For Progress Online, September 2010:
Did the Coalition really spend thousands of pounds changing the name of the Office of the Third Sector to the Office of Civil Society because Dave “didn’t like the name”? Civil Society, the OCS web site tells us, is made up of “charities, social enterprises and voluntary organisations.” So both ‘civil society’ and ‘third sector’ fit.
Or do they? I like the idea of a third sector, at an apex of an equilateral triangle, counterbalancing and complementing the public and the private, equal in esteem. And civil society, as any student of developing countries will tell you, includes more than just “charities, social enterprises and voluntary organisations.”
A woman from west Africa asked a conference in London earlier this year: “Who is this ‘civil society’, anyway? Why can’t we be represented by the trade unions, like we always have?” Trade unions are part of civil society, by any definition, as are political parties, pressure groups and academic institutions. So too are philanthropists and informal volunteers, which remain within OCS but don’t apparently warrant a mention in their rubric. OCS will not oversee these other interests so ‘Office of Civil Society’ is not a good name.
Rant over. It’s not what OCS is called but what it does that should concern us.
Like any other government body, OCS is charged with helping reduce the deficit, so plans to cut funding by 40% are being drawn up. Carrots are being dangled before “charities, social enterprises and voluntary organisations”, such as more opportunities to win service delivery contracts and unprecedented ten-year funding agreements.
But these chalices have been poisoned.
Nick Hurd has said that unit costs for contractual outcomes will have to be reduced and that full cost recovery is to be jettisoned. Full cost recovery – the principle that charities, social enterprises and voluntary organisations should not need to subsidise the services they provide on contract – has been hard won. It is the key to the professional standing achieved by third sector service providers in recent years. It is also inextricably bound up with the Compact, the recently refreshed memorandum of understanding between government and the sector. When Francis Maude told his ministerial colleagues that decisions to cut funding to the sector should be ‘Compact compliant’ did he really mean ‘except for full cost recovery?’
It gets worse. OCS’s 42 ‘strategic partners’ are to be reduced to 15 in 2011. There will be less money for grants. Arbitrary new rules will ensure that no group gets more than half of its funding from OCS nor more than £500,000 a year from them.
Four organisations currently receive more than 70% of their funding from OCS and no fewer than seven, including most third sector umbrella groups, are caught by the half a million rule. Six of these could lose up to a million pounds a year each, but one organisation will feel that it is being especially targeted.

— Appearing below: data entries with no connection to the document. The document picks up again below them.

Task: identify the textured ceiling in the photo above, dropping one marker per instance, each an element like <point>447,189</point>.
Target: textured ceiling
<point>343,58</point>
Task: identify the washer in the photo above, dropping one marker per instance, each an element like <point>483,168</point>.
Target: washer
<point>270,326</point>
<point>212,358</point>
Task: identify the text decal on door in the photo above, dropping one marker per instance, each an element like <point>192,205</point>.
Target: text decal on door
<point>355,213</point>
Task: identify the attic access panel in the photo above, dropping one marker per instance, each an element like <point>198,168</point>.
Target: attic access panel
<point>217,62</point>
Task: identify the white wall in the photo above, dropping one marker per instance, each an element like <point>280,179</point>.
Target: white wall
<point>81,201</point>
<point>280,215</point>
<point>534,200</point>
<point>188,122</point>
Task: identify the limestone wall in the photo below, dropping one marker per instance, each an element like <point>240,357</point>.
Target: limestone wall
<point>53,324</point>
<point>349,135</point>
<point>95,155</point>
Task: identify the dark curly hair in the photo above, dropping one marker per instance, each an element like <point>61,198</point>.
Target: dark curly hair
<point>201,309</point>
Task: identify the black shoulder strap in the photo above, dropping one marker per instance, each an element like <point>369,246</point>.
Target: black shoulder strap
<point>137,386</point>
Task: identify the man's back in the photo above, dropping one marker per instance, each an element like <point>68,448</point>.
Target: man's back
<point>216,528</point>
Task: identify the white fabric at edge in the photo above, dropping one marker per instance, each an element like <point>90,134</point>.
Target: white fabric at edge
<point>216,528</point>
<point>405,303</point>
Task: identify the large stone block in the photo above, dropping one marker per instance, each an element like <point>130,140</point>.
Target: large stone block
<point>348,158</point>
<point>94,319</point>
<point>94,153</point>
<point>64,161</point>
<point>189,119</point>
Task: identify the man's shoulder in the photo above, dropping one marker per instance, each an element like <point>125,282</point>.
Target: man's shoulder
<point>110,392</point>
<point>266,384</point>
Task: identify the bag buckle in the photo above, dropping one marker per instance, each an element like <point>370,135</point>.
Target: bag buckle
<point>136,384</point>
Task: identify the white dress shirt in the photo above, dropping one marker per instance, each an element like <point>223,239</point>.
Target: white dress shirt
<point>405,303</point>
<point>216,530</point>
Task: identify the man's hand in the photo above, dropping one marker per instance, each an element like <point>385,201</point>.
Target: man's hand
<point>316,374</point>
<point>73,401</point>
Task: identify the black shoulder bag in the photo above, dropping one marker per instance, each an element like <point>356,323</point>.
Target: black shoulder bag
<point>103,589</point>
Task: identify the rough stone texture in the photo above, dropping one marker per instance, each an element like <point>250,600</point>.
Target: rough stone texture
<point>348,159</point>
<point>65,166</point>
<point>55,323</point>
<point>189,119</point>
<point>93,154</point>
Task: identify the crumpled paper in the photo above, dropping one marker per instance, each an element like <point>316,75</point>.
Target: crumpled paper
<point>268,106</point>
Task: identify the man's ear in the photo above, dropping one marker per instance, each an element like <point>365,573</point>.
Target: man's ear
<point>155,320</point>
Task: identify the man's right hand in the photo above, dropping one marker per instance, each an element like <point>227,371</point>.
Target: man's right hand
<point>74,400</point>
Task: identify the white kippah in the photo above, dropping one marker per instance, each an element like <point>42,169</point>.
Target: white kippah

Over four years ‘v’ has generated imagination, enthusiasm and volunteering opportunities for almost a million young people. The greatest proportion of its £39M direct funding last year came from Government. Earlier this month the OCS and the Department for Education between them made an immediate cut of £10M in v’s funding, leading to over 90 redundancies.
If this is a taste of things to come, who’s next for the chop?